WHEN DOES AN ENTITY HAVE A RIGHT TO CONTINUED EXISTENCE?
The
concept of a right is such that an individual cannot have a right at time “t” (some
given point in time) to continued existence unless the individual is such that
it can be in its interest at time t (at the very same point in time) that it
continue to exist.
The
continued existence of a given subject of consciousness cannot be in that
individual's interest at time t unless either that individual has a desire, at
time t, to continue to exist as a subject of consciousness, or that individual
can have (is at the moment cognitively capable of having) desires at other
times.
N.B: As I write these
notes, seated at my computer, I am not consciously desiring to continue to
exist; I am too busy writing this.
However, if at this very moment you were to ask me, “Hey, you want to
get lunch tomorrow?” I would say,
“Sure.” That means that, at this very moment, I can (I have the cognitive
ability to) desire to continue to exist.
An
individual cannot have a desire to continue to exist as a subject of
consciousness unless it possesses the concept of a continuing self.
An
individual existing at one time cannot have desires at other times unless there
is at least one time at which it possesses the concept of a continuing self.
C:
Therefore, an individual cannot have a right to continued existence unless
there is at least one time at which it possesses the concept of a continuing
self. (p. 130)
IV.
THE MAIN ARGUMENT:
C:
Therefore:
Technically
this is not a personhood principle either, but like the one above more of a
“when does the life of a person begin?”
Tooley holds a “desire-based” theory of rights.
The
only thing that can reasonably be said to have a “right to X” is something
which has or could have a “desire for X.”

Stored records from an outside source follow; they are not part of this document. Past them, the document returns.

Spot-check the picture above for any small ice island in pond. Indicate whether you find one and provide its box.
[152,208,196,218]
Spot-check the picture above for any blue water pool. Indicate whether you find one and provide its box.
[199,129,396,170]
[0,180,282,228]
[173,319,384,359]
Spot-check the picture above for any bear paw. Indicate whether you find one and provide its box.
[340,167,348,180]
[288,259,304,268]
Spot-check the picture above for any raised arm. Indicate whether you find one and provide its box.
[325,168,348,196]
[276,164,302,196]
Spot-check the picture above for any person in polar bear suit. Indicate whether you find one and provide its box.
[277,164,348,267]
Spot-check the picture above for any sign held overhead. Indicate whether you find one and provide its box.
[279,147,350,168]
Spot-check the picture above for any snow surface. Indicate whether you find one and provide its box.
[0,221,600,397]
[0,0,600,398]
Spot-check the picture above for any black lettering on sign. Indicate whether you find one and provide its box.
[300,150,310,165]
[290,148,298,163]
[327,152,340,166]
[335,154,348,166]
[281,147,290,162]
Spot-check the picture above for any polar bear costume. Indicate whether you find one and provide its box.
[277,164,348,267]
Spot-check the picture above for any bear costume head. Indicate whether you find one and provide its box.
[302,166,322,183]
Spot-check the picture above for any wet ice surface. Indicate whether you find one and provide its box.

The ability to desire X is a necessary condition for a right to X. On this view, the only thing that can have a
“right to life” is something which could have desire for life.
Pro:
Gives
a “Frankenstein” thought experiment tot
confirm his principle.
Imagine a doctor who created a human creature
out a spare body parts, but before “animating it” changed his mind and took it
apart. Did the doctor do anything
wrong? Tooley
believes you will share his intuition that the doctor did nothing wrong because
the being was never conscious. Note, this would also serve to disconfirm the
Potentiality Principle and the Species Principle.
Con:
6. Soul Principle
Pro:
Though
much maligned, the concept of an immaterial soul actually does a lot of
philosophical work (grounds personal identity, provide a source of freewill,
moral agency and moral responsibility, account for the seeming unity of
conscious experience despite the modular functioning of the brain, etc.)
Further
it is a deeply and widely held article of faith.
Con:
Very
vague term.
The
very existence of such is controversial.
As
a metaphysical item, its presence or absence seems undetectable. Thus is seems impossible in principle to know
when a body becomes ensouled. Even people who believe in souls have
disagreed about this (some say conception, others at “quickening” etc.).
7. Viability
Principle
You
already a have a lot on this.
My
only observation is that “viability” is NOT really a quality of the fetus, but
rather of our current medical technology.
It’s
like when we term a disease “incurable.”
That really tells you NOTHING about the disease itself, points to no
property of the disease, but rather points to some property of our medical
technology (in this case a limitation).
Thus when I claim that a fetus is viable, I’m not really talking about
the fetus.
It
seems really odd to me that the we would determine what is and is not a person
or what does or does not possess the right to right based on something as
arbitrary as the current state of our medical technology while avoiding looking
at properties of the thing in question.